Brücken

Perlen von Holstein Folge 45

Juli 2000

Die letzte Probe vor den Sommerferien war vorbei. Beschwingten Schrittes stiegen Christopher und ich die Treppe des U-Bahnhofs Kellinghusenstraße hinauf. Vor wenigen Monaten noch wäre es undenkbar gewesen, dass wir beide so friedlich nebeneinanderher gingen. Unser Verhältnis war immer angespannt gewesen, trotz des gemeinsamen Abenteuers in München. Vor kurzem aber hatte sich das geändert. Radikal geändert. Wir waren jetzt die besten Freunde, solange es um ein bestimmtes Thema ging.

Christopher redete deshalb auch nicht lange um den heißen Brei.

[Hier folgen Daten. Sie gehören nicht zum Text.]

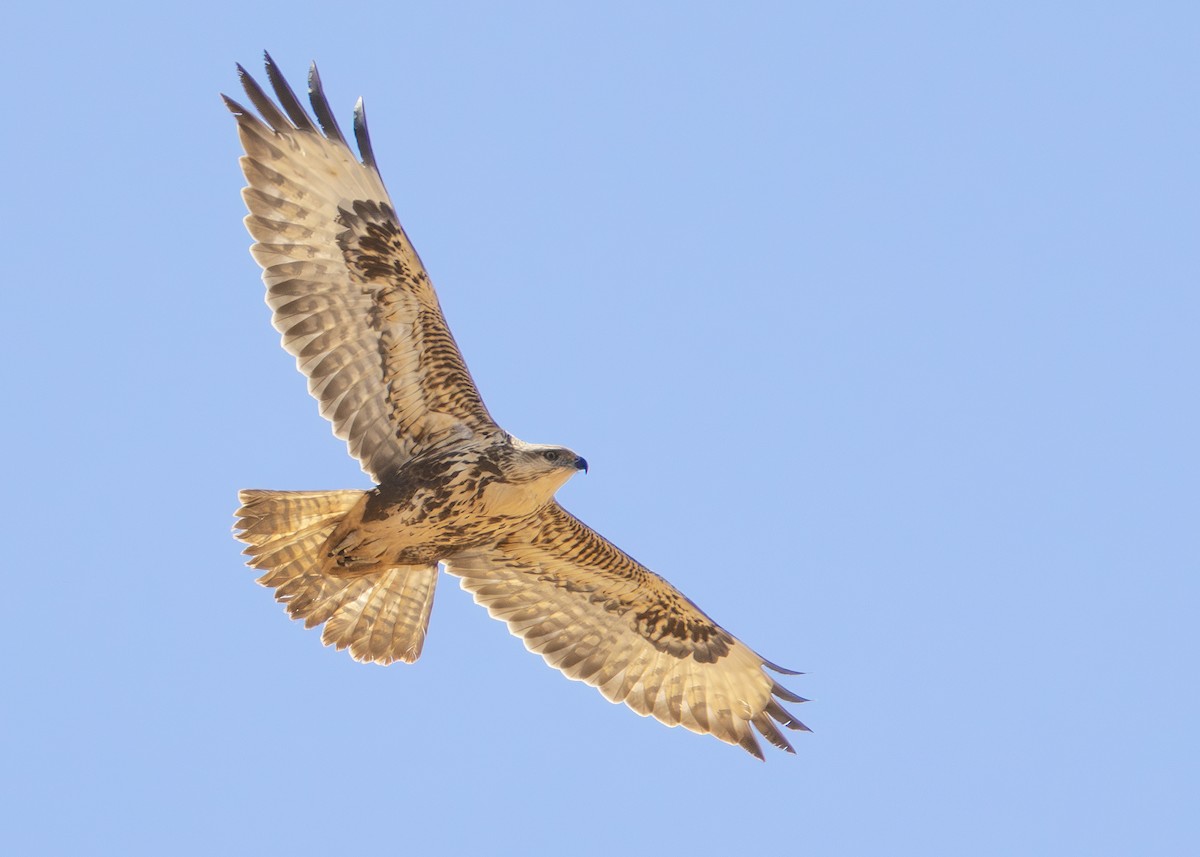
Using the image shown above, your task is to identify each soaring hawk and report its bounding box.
[224,55,806,759]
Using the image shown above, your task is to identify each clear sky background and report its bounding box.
[0,0,1200,855]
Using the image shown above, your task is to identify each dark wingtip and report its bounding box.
[738,732,767,762]
[221,92,250,116]
[263,50,317,131]
[308,62,349,149]
[762,659,804,676]
[354,98,379,173]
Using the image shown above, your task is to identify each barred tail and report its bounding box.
[235,491,438,664]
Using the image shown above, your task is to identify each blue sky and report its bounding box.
[0,2,1200,855]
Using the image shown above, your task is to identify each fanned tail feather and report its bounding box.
[235,491,438,664]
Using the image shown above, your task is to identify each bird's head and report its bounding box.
[487,438,588,511]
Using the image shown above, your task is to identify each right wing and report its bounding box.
[222,55,502,483]
[446,503,808,759]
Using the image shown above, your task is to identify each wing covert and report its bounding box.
[226,55,500,483]
[448,503,806,759]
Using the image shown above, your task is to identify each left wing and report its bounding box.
[226,56,502,483]
[446,502,808,759]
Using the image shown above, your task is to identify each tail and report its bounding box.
[235,491,438,664]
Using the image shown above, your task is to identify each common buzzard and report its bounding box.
[224,55,806,759]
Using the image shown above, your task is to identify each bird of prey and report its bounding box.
[222,55,808,759]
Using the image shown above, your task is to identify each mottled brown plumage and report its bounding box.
[226,56,805,757]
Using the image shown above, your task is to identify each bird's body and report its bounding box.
[323,437,584,574]
[226,58,805,757]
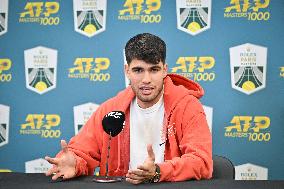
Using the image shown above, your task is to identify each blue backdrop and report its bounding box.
[0,0,284,179]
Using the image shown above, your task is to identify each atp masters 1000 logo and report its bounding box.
[68,58,111,82]
[118,0,162,24]
[0,0,8,35]
[176,0,211,35]
[73,0,107,37]
[224,0,270,21]
[0,58,12,83]
[225,116,271,142]
[19,1,60,26]
[20,114,61,138]
[171,56,215,81]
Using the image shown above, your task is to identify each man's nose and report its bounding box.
[142,71,151,83]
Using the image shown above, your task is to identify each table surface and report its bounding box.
[0,172,284,189]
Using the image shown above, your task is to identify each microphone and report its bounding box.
[93,111,125,183]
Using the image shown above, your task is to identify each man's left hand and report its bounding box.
[126,144,156,184]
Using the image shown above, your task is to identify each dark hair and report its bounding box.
[125,33,166,64]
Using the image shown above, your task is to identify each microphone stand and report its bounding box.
[93,131,122,183]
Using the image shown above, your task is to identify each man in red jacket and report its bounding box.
[46,33,213,184]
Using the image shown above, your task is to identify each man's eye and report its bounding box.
[152,69,159,72]
[133,69,142,73]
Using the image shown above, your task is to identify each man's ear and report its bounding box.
[124,64,129,79]
[163,63,168,78]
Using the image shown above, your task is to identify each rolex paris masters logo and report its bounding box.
[176,0,211,35]
[25,46,57,94]
[230,43,267,95]
[73,0,107,37]
[0,0,8,35]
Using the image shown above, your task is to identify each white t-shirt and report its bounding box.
[129,96,165,169]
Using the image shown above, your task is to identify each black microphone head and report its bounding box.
[102,111,125,137]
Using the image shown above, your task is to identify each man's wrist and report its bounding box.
[150,164,161,182]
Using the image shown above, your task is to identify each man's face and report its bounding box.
[125,59,167,108]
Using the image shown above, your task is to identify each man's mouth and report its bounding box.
[139,87,154,95]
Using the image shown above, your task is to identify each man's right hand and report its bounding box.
[45,140,76,180]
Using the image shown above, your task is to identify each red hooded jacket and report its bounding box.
[68,74,213,181]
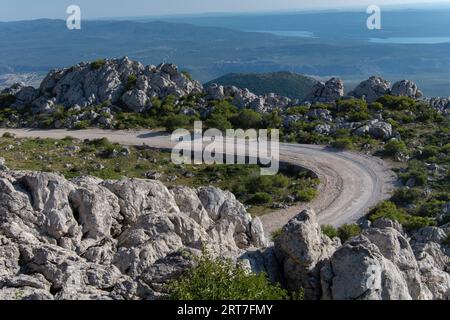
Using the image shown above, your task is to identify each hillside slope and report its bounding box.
[208,71,317,100]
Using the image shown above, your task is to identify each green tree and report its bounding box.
[167,252,289,300]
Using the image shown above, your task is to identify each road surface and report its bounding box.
[0,129,396,234]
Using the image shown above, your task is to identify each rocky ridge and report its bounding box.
[259,210,450,300]
[0,171,266,300]
[2,57,450,119]
[0,164,450,300]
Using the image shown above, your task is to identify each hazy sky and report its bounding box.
[0,0,450,21]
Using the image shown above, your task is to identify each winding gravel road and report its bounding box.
[0,129,396,234]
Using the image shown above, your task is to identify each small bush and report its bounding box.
[164,114,191,131]
[247,192,273,205]
[2,132,15,139]
[167,253,289,300]
[297,188,317,202]
[73,120,91,130]
[391,188,422,206]
[442,233,450,246]
[91,59,106,70]
[231,109,263,129]
[331,138,353,150]
[286,106,309,115]
[246,175,289,193]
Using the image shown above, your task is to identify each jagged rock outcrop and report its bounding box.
[275,210,450,300]
[348,76,391,102]
[391,80,423,99]
[0,171,267,299]
[275,210,337,299]
[9,57,203,113]
[305,78,344,103]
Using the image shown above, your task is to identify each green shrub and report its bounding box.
[181,70,194,81]
[384,139,406,156]
[391,188,422,206]
[321,224,338,239]
[296,188,317,202]
[263,110,283,129]
[0,94,16,109]
[337,224,361,243]
[420,146,440,160]
[369,102,383,111]
[286,106,309,115]
[73,120,91,130]
[336,99,367,113]
[331,138,353,150]
[167,253,289,300]
[2,132,15,139]
[205,113,233,131]
[91,59,106,70]
[247,192,273,205]
[164,114,191,131]
[418,199,446,218]
[442,233,450,246]
[376,95,416,110]
[246,175,289,193]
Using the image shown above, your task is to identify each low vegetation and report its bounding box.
[0,134,319,215]
[167,253,290,300]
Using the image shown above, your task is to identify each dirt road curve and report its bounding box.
[0,129,395,233]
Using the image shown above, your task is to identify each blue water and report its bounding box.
[369,37,450,44]
[246,30,314,38]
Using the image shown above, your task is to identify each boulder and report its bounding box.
[10,57,203,113]
[275,210,336,299]
[369,121,393,140]
[348,76,391,103]
[0,171,267,300]
[391,80,423,99]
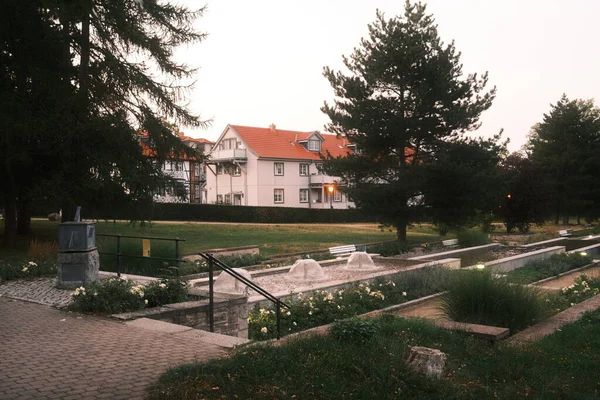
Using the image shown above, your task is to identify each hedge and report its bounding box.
[36,203,375,223]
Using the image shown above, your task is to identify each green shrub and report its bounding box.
[367,242,408,257]
[441,270,544,333]
[248,267,457,340]
[70,277,148,314]
[144,279,188,307]
[329,317,379,344]
[506,253,592,283]
[456,230,489,248]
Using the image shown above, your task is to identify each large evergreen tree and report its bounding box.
[526,95,600,224]
[0,0,203,244]
[322,1,498,240]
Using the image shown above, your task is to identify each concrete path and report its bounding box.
[0,297,227,400]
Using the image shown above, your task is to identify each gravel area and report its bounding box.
[0,278,73,307]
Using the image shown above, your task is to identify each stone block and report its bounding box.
[56,250,100,288]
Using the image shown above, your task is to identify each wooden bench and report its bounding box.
[329,244,356,257]
[442,239,458,247]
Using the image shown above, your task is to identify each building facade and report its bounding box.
[140,133,213,204]
[206,125,354,208]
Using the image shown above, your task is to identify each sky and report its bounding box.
[176,0,600,151]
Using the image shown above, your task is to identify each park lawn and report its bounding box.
[148,311,600,400]
[0,220,440,256]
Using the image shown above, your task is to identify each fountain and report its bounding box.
[346,251,380,271]
[287,258,329,282]
[213,268,252,294]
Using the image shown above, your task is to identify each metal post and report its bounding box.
[175,238,179,271]
[208,260,215,332]
[117,235,121,278]
[275,302,281,340]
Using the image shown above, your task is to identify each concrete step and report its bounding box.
[125,318,251,348]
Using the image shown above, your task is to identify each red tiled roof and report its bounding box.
[230,125,351,160]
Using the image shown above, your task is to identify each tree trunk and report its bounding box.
[396,223,406,243]
[17,197,31,235]
[4,189,17,246]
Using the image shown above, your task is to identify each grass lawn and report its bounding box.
[148,311,600,400]
[0,220,439,256]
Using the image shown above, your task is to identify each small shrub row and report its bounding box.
[456,230,489,248]
[367,242,408,257]
[69,277,187,314]
[248,267,456,340]
[0,259,57,281]
[506,253,592,283]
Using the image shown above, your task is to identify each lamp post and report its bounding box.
[327,185,335,222]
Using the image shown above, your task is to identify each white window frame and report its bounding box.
[273,163,285,176]
[273,189,285,204]
[308,140,321,151]
[300,189,309,203]
[333,190,342,202]
[298,163,310,176]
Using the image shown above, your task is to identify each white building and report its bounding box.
[140,133,213,204]
[206,125,354,208]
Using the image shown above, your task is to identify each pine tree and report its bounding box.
[322,1,495,240]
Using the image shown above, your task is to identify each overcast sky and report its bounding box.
[177,0,600,150]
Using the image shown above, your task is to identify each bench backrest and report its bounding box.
[442,239,458,246]
[329,244,356,255]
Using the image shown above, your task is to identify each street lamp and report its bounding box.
[327,185,335,210]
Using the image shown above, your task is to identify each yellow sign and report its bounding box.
[142,239,150,257]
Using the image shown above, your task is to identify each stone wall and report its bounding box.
[115,296,248,339]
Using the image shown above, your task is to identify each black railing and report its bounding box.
[96,233,185,278]
[198,253,290,340]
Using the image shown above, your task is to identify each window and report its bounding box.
[275,163,283,176]
[273,189,283,203]
[300,164,308,176]
[308,140,321,151]
[300,189,308,203]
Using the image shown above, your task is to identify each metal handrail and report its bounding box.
[96,233,186,279]
[198,253,290,340]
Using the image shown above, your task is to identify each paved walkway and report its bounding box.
[0,296,226,400]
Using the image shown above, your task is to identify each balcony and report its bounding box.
[210,149,247,162]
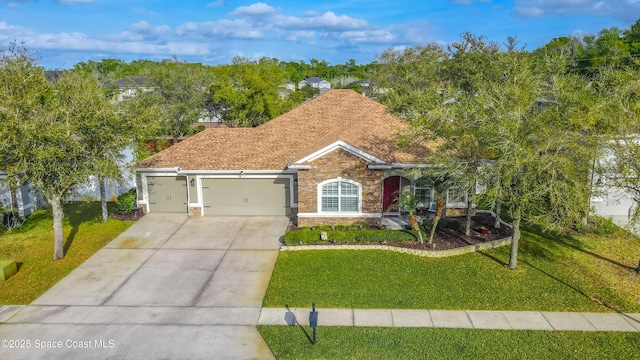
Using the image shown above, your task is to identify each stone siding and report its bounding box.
[189,206,202,217]
[298,217,382,228]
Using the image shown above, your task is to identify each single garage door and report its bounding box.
[202,178,291,216]
[147,176,187,213]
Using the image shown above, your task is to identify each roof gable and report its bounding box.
[296,140,385,164]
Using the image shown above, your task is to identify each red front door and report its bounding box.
[382,176,400,211]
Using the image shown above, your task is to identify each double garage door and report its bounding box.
[147,176,291,216]
[202,178,290,216]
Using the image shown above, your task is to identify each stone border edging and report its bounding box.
[280,210,513,258]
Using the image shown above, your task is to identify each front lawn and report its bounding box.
[258,326,640,360]
[0,202,132,305]
[264,222,640,312]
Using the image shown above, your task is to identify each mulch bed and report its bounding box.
[398,213,511,250]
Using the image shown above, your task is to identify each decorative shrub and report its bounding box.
[116,189,136,214]
[576,216,617,236]
[284,226,418,245]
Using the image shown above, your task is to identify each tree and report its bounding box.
[595,68,640,229]
[488,52,595,269]
[141,59,208,144]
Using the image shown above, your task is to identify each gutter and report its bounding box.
[367,163,443,170]
[133,166,180,173]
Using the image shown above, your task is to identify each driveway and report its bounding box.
[0,213,288,359]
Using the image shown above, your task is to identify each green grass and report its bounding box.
[264,222,640,312]
[0,202,132,305]
[258,326,640,360]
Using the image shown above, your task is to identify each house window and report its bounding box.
[413,179,433,209]
[320,181,360,212]
[447,186,467,207]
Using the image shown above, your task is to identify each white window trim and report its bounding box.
[316,177,362,215]
[412,179,436,209]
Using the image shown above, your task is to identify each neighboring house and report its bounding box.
[298,77,331,95]
[0,171,44,216]
[110,76,151,102]
[68,147,136,201]
[136,90,466,226]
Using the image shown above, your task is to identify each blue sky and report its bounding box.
[0,0,640,68]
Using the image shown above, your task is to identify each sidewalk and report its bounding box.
[258,308,640,332]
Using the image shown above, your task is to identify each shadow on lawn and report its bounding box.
[284,305,313,344]
[478,224,637,321]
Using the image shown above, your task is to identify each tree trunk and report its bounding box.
[493,195,502,229]
[98,177,109,222]
[429,198,444,244]
[464,188,473,236]
[409,215,424,244]
[509,206,521,270]
[47,197,64,260]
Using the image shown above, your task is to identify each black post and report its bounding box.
[309,302,318,345]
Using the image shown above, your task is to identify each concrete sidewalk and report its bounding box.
[258,308,640,332]
[0,213,289,360]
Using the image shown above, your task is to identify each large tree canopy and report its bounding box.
[0,44,138,260]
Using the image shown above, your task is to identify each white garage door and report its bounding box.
[202,178,291,216]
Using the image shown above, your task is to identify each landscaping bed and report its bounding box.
[284,212,512,251]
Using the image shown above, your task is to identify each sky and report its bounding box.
[0,0,640,69]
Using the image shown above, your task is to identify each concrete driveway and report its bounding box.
[0,214,288,359]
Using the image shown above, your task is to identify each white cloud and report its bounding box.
[514,0,640,21]
[207,0,224,7]
[275,11,369,31]
[231,3,276,16]
[324,30,394,44]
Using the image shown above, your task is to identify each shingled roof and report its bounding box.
[137,90,429,170]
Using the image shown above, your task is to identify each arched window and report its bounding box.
[318,180,362,212]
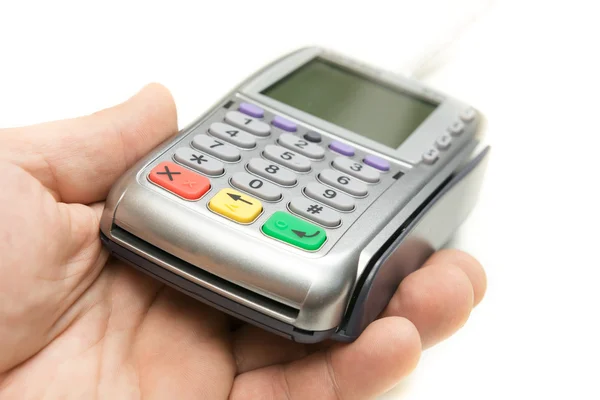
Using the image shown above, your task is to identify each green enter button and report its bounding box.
[262,211,327,250]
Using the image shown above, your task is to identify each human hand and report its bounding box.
[0,85,486,399]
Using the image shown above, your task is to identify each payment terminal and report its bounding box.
[101,47,489,343]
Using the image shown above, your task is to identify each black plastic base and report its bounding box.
[100,232,336,343]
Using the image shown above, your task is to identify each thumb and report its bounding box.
[0,84,177,204]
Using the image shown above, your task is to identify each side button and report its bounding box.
[423,148,440,165]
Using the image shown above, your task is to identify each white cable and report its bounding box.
[400,0,496,80]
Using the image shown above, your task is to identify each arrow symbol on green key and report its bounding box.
[292,229,321,238]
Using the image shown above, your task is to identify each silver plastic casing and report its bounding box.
[101,47,488,341]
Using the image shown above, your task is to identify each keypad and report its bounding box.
[192,134,241,162]
[333,157,380,183]
[225,111,271,137]
[173,147,225,176]
[231,172,281,201]
[289,196,342,228]
[147,102,398,251]
[247,158,298,186]
[304,182,355,211]
[208,122,256,149]
[329,140,354,157]
[319,169,369,197]
[278,133,325,159]
[263,144,310,172]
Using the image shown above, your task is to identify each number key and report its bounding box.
[263,144,310,172]
[333,157,380,183]
[278,133,325,159]
[319,169,368,197]
[304,182,354,211]
[192,134,240,162]
[225,111,271,137]
[247,158,297,186]
[208,122,256,149]
[231,172,281,201]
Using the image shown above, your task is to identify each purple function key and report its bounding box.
[271,115,298,132]
[329,141,354,157]
[238,103,265,118]
[363,156,390,171]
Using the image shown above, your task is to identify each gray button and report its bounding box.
[290,197,342,228]
[333,157,379,183]
[319,169,368,197]
[263,144,310,172]
[435,133,452,150]
[448,121,465,136]
[304,182,354,211]
[225,111,271,136]
[248,158,296,186]
[174,147,224,176]
[278,133,325,159]
[460,108,477,122]
[231,172,281,201]
[192,134,240,162]
[304,131,322,143]
[423,148,440,165]
[208,122,256,149]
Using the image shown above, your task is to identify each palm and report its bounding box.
[0,86,485,399]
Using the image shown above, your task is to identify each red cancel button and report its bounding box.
[148,161,210,200]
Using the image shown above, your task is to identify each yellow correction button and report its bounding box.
[208,189,262,224]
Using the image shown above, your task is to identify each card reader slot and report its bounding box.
[335,147,490,341]
[111,224,300,320]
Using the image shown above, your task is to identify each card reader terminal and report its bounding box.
[101,47,489,343]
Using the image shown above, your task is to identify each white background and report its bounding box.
[0,0,600,400]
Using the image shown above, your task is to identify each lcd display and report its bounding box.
[262,58,437,148]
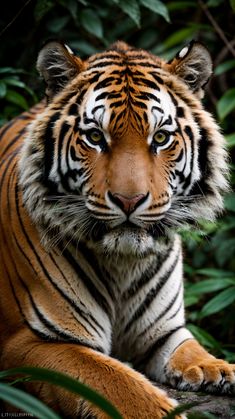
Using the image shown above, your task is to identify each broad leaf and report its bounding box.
[81,9,103,38]
[214,60,235,76]
[187,277,235,295]
[200,286,235,319]
[0,383,60,419]
[225,132,235,148]
[0,367,122,419]
[140,0,170,22]
[119,0,140,26]
[0,80,7,98]
[217,87,235,121]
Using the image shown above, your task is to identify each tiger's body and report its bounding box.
[0,42,235,419]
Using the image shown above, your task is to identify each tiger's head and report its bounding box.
[20,42,227,255]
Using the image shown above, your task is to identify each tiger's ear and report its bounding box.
[37,41,83,99]
[167,41,212,97]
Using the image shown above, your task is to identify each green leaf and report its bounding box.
[214,60,235,76]
[164,27,196,48]
[140,0,170,22]
[230,0,235,12]
[81,9,103,38]
[5,89,29,110]
[199,286,235,319]
[217,87,235,121]
[225,132,235,148]
[0,367,122,419]
[0,80,7,98]
[187,323,221,351]
[184,292,198,307]
[47,15,69,33]
[187,277,235,295]
[196,268,234,278]
[167,0,198,11]
[119,0,140,27]
[34,0,54,22]
[0,383,59,419]
[224,193,235,212]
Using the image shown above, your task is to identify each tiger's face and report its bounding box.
[21,43,229,255]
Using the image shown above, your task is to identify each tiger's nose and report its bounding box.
[108,192,148,215]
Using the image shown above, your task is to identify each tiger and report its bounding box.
[0,41,235,419]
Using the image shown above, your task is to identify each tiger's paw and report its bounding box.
[166,342,235,394]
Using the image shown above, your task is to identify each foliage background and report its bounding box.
[0,0,235,362]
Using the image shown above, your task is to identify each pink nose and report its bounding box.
[109,192,146,214]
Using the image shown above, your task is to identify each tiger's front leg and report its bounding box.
[166,339,235,394]
[1,330,185,419]
[144,329,235,394]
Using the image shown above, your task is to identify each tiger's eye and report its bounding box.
[89,130,103,143]
[153,131,169,144]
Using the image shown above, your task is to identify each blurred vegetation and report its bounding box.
[0,0,235,404]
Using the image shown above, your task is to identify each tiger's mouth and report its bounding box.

Er sagte: «Und, wie weit bist du jetzt bei Pokémon

«Ich bin jetzt in dieser Stadt mit der Safari-Zone und habe mir da auch schon den Orden geholt. Ey, und als dann die Leiterin da mit ihrem Smogmog auf Level dreiundvierzig ankam, dachte ich ja noch: Scheiße, jetzt musst du wohl wieder stundenlang trainieren. Aber mein Glurak hat das voll plattgemacht, ey, obwohl das nur auf Level achtunddreißig ist!»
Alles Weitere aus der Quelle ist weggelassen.